(Photo: “La Chascona,” the home of Pablo Neruda in Santiago, Chile)
I have been a working writer for over 30 years. I started as a 10 year old, keeping a journal and producing a little home newsletter. I have been writing religiously ever since. It is not only what I do, but who I am. As a member of the American Society of Journalists and Authors, The Authors Guild, and the National Federation of Press Women, and with three books and hundreds of articles to my credit, I no longer need to prove that I can write. But I may, on occasion, need to prove, at least to myself, that I can still publish.
An important aspect of publishing is being active in the writing/publishing community vis-à-vis professional organizations, networking conferences, and academic workshops. Things change rapidly in this industry: magazines and newspapers come and go, as do their editors, along with freelance opportunities; the reading public’s preferences shift from print to on-line to social media; consumer trends create special interest groups and demands for new content information. Good writing and reliable reporting are constants, of course, but the marketing of that writing, and the way those “intellectual products” find their audience and get delivered, has changed dramatically.

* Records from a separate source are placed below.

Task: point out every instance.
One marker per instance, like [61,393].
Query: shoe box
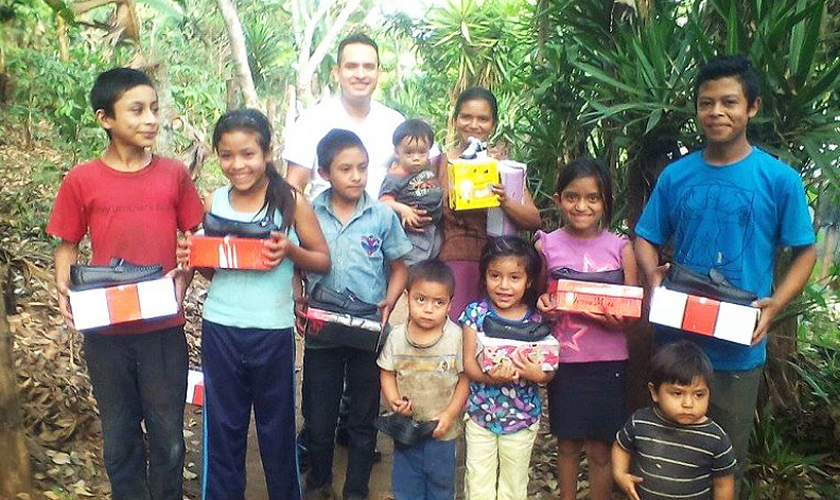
[585,296]
[703,316]
[496,351]
[100,307]
[195,388]
[471,182]
[512,177]
[228,252]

For the first half of my career, everything centered in New York City. All the big publishing houses, the major national magazines, the best-known literary agents, the national writers’ organizations and, of course, The New York Times were all there. Lucky for me that I was too. Even as a relatively small player in the big city scene, I could easily pop in for editorial meetings, have lunch with my agent, or schmooze with fellow colleagues at big conferences. Yes, there were a few editors and agents in Chicago or on the West Coast, but only a few; mostly it was the literary and little publications that were out in the “hinterlands.” If you wanted to play with the big boys in commercial publishing, you had to make those connections in New York, and you had to be around to sustain those relationships, or at least be willing to make regular trips East to do so.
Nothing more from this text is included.